Respon tanaman pada media perakaran hampir sama pada beberapa spesies tanaman yang pernah dilaporkan. Secara umum semakin tinggi konsentrasi TDZ yang digunakan semakin banyak jumlah planlet yang dihasilkan tetapi, semakin kecil ukuran tanaman yang dihasilkan dan umumnya tanaman sulit membentuk akar (Thomas dan Katterman 1986). Pada konsentrasi tinggi TDZ menghambat pembentukan akar (Gribaudo dan Fronda 1991) Bahkan pada konsentrasi 1 µM tanaman tidak mampu membentuk akar. Hal ini juga pernah dilaporkan oleh Viktor et al. (1999) pada tanaman kacang tanah. Pada tanaman anggur dilaporkan semakin tinggi konsentrasi TDZ yang digunakan maka semakin banyak tanaman yang tidak normal seperti, gejala vitrifikasi dan bentuk daun yang memanjang, penyok (bentuk yang tidak beraturan), munculnya thocyanins, dan terjadi penebalan pada daun (Gribaudo dan Fronda 1991).

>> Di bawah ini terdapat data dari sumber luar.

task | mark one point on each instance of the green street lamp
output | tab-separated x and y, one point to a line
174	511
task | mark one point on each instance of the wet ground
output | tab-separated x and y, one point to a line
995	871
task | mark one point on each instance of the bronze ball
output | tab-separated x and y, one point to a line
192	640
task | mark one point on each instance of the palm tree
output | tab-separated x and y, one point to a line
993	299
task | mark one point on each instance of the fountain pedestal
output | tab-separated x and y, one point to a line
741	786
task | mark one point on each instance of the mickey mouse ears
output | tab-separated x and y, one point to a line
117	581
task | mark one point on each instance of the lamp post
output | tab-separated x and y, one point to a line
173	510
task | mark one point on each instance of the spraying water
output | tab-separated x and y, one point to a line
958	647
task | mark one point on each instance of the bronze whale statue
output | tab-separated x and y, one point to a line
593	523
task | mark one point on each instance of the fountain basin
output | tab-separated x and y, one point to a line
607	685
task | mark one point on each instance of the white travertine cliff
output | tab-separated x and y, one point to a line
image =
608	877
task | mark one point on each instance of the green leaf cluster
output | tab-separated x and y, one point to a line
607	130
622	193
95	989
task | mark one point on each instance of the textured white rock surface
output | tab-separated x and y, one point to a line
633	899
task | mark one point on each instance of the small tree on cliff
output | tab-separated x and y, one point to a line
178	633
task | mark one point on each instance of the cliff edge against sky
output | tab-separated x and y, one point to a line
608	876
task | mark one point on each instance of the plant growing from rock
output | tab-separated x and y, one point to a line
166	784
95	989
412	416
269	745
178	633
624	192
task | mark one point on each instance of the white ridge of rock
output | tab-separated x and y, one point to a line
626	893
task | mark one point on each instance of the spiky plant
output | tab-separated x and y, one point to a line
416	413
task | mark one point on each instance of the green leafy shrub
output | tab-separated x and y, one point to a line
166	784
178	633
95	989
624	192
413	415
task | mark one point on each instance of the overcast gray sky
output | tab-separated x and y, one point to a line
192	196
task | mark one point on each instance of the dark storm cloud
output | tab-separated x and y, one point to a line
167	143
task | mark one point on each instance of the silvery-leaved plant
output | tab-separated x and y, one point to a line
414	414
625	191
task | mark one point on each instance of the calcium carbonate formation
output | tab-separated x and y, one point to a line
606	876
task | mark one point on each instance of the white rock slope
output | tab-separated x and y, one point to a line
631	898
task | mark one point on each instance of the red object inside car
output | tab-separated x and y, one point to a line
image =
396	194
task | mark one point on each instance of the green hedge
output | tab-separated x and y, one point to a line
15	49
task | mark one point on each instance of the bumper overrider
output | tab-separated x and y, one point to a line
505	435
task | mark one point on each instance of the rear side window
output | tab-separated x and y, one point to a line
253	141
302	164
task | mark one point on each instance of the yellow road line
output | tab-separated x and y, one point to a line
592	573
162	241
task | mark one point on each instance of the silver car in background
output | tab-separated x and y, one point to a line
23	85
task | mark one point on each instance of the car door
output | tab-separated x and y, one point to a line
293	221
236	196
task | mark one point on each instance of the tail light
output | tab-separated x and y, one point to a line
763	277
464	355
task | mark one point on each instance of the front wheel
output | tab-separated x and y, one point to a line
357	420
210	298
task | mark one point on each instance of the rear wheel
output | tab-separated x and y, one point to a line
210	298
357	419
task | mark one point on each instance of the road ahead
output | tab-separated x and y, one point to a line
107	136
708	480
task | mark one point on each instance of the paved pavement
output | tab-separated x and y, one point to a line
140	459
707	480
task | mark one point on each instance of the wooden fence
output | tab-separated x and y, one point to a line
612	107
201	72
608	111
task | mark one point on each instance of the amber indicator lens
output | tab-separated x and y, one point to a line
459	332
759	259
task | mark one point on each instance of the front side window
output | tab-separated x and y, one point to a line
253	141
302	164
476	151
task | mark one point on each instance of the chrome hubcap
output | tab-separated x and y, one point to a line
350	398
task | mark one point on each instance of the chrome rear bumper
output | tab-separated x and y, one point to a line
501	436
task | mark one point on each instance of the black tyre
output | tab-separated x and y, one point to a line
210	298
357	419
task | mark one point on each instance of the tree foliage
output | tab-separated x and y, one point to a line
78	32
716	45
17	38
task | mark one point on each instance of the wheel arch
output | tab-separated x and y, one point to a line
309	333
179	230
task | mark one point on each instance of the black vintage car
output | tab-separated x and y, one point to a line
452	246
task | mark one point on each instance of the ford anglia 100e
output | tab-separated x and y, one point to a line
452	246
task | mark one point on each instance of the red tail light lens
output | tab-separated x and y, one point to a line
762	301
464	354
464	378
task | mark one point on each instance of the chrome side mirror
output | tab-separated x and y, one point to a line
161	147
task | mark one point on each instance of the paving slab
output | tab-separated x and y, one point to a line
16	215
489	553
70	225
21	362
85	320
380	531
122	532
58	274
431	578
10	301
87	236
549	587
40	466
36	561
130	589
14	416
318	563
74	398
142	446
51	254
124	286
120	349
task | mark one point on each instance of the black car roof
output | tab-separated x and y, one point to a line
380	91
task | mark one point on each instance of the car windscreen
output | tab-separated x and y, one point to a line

Secara umum laju multiplikasi tanaman yang diberi perlakuan TDZ dan NAA sangat tinggi, sehingga tanaman yang dihasilkan berpenampilan pendek dan kecil-kecil. Sedangkan perkembangannya sangat lambat dibandingkan dengan perlakuan BA dan NAA. Tanaman yang dipindahkan ke media MS0 tidak lansung membentuk akar seperti perlakuan BA dan NAA, bahkan setelah 2 kali subkultur pada media MS0 tanaman yang dihasilkan masih berukuran kecil sehingga tidak layak untuk lanjutkan ke media perakaran.
Penjelasan bagaimana TDZ dapat menstimulasi kerja sitokinin sangat penting untuk diketahui. Diduga sitokinin turunan fenilurea meningkatkan perubahan aktivitas sitokinin ribonucleotides menjadi ribonucleoside sehingga
lebih aktif (Thomas dan Katterman 1986). TDZ meningkatkan sitokinin endogen juga dilaporkan Mangioli et al. (1997) pada tanaman terong. Eckarddt (2005) menjelaskan bahwa sitokinin menghambat pemanjangan akar dan menyebabkan akumulasi thocyanin. Secara umum semakin tinggi konsentrasi TDZ yang digunakan semakin banyak jumlah planlet yang dihasilkan tetapi, semakin kecil ukuran tanaman yang dihasilkan dan umumnya tanaman sulit membentuk akar (Thomas dan Katterman 1986).